[Ger-Poland-Volhynia] Deportations
LMPauling
lmpauling at utech.net
Sat Jul 10 13:12:38 PDT 2004
> Yes, we've been ignoring Poland. Here's what I find about it in Eric
Lohr's PhD
> thesis, "Enemy Alien Politics Within the Russian Empire During World War
I"
Thank you so much, Dick, for posting this information.
Here is a bit of the story from another of my interviews. Albert Jabs was
born 1910 in Waterbury, Connecticut. His father had immigrated to the USA in
1902 just before the Russo-Japanese War. When Albert was about 3 years old,
his family returned to RusPoland to buy a farm. He, together with his mother
and siblings, were in Dembe Wielki, Wloclawek, RusPoland from 1913-1929. His
father had returned to the USA and was here during WWI, going back to Dembe
Wielki in 1919.
This village is near the town of Neudorf and belonged to the "big church" in
Gostynin. Albert was very interested in history and was not himself
deported. I interviewed him in 1988 when he was 78 years old.
When I asked him about the relationship between the Poles and the German
settlers in Poland, he explained that Poland was a country of many
minorities and differing religions-- the German Evangelical, Ukrainian
orthodox, and Jews, together with the Polish Roman Catholic. During the time
when Poland was partitioned, the Poles in Germany's section were Germanized,
including the rights of citizenship, whether they wanted to be or not. He
said that the Germans in Poland could never be full citizens, but remained
always subjects because they did not share the Roman Catholic religion. At
this time Austria's section was the most peaceful because both countries
were Roman Catholic.
According to Albert, there were several Polish revolutions against Russia in
the mid-nineteenth century. The German subjects would not participate in the
uprisings which made the Poles hate them even more. When the Poles
mistreated the Germans, the Russians sent in the elite Cossack troops to
protect them.
After the uprisings, the Russians closed the Polish schools, and only rich
Poles were educated. Germans were educated in parochial schools, and Jews
were the most educated of all.
The Russians deported many German subjects to settlements along the Volga
River. "They put them on trains in to the Volga. They survived. They worked
there and they came back. Maybe here and there a small child. Like I had an
uncle who lived in Lenie. (Lipno) He lost a child on the train. It died from
the cold."
"In the Volga area, they took, actually at that time, they didn't have these
concentration camps... They took them there in the settlements, and they got
to move in with the people... work for the people.Of course they suffered on
the train. There were some, like children, especially children."
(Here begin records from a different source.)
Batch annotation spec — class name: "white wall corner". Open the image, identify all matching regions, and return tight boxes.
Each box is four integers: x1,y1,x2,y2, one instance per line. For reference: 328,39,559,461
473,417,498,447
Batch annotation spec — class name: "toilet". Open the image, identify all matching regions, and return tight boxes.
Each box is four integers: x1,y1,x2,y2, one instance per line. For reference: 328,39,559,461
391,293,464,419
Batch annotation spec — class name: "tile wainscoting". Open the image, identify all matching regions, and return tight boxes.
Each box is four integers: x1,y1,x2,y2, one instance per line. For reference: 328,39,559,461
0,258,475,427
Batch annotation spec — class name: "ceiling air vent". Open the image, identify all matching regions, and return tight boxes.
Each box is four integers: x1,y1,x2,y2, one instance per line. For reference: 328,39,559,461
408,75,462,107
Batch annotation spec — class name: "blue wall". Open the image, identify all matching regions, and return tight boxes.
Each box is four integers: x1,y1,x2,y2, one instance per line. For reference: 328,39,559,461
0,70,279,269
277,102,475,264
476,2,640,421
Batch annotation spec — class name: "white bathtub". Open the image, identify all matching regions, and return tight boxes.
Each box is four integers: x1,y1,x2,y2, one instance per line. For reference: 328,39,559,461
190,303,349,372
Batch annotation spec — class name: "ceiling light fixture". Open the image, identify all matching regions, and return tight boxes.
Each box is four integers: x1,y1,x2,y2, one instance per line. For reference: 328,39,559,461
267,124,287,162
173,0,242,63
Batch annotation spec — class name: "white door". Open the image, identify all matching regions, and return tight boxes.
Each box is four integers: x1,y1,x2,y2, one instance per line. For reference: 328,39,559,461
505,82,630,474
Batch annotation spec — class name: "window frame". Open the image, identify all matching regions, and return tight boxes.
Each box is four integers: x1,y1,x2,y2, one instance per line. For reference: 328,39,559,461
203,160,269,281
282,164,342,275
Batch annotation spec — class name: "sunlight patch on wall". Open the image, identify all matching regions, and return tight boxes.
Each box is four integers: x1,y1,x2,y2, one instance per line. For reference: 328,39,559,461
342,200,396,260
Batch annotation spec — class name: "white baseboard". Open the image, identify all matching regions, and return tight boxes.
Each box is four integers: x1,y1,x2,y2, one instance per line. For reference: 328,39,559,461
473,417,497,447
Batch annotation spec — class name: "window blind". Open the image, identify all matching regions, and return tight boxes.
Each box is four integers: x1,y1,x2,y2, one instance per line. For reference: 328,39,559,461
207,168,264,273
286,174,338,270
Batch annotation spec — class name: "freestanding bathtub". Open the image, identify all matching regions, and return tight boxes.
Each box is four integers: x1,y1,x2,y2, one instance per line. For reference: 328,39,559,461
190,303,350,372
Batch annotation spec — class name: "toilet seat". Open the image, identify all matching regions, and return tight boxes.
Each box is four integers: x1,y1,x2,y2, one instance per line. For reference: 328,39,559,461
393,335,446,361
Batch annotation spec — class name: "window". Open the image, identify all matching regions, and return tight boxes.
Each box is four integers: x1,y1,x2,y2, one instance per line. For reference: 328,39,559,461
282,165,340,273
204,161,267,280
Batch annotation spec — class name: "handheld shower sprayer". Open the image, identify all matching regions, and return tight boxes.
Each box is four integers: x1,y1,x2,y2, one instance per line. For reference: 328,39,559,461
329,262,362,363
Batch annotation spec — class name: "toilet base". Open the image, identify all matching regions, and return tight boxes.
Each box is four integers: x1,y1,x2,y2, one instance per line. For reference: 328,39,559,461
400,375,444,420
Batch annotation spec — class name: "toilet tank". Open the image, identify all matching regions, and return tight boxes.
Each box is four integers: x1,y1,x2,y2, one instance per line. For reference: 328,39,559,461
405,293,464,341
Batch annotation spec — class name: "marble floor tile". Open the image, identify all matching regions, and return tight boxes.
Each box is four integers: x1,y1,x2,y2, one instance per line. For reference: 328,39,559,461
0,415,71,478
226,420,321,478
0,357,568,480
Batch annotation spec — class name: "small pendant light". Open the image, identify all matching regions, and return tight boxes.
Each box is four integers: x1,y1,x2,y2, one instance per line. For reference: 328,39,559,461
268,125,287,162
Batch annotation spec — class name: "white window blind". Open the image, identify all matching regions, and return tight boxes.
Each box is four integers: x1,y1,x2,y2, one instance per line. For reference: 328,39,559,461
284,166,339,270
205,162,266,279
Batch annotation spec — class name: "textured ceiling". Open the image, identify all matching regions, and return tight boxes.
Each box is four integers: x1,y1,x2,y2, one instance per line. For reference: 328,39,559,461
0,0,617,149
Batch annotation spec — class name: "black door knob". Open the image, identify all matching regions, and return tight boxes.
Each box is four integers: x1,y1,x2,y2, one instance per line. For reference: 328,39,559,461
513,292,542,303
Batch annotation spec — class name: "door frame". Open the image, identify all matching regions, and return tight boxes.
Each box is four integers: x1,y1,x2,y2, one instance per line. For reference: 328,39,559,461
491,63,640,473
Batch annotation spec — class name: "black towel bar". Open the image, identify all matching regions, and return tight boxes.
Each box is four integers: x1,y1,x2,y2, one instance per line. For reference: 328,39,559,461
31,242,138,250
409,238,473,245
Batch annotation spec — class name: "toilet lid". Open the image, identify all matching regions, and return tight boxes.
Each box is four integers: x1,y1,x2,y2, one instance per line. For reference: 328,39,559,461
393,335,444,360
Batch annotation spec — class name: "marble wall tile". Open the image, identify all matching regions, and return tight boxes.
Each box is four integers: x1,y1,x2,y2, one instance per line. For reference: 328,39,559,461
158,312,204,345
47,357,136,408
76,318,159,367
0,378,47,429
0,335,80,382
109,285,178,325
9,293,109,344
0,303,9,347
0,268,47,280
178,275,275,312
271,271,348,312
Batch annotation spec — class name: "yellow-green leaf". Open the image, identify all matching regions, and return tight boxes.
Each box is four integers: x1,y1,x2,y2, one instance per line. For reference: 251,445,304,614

"Two uncles came back from Russia. I remember that good. I was already...
Was about 1917... I was seven... eight. Yeah, I remember that good, those
people coming."
"But in the village where we lived was on the other side of the Vistula. The
Germans came earlier to us. On the other side, the Russians they had time
then to take all away. They had time even there by Lipno."
"I remember my mother was told to get ready that we would be taken. But then
the Germans came there and we didn't have to go. So on the south side the
Germans stayed. (The Vistula flows mostly from east to west in this area.) I
think probably all the way to Gostynin, I guess, maybe even further. But on
the other side, on the north side of the Weichsel, they all were taken. And
then above Warsaw too I guess they were. But on this side of Warsaw, on the
south side of Vistula, we were lucky, because the Germans came fast and we
were fine."
Albert is not related (as far as I can determine) to Olga, whose story I
related before. He immigrated in 1929 and was very instrumental in settling
many refugees in Bristol, CT following WWII. He died in CT in 1989.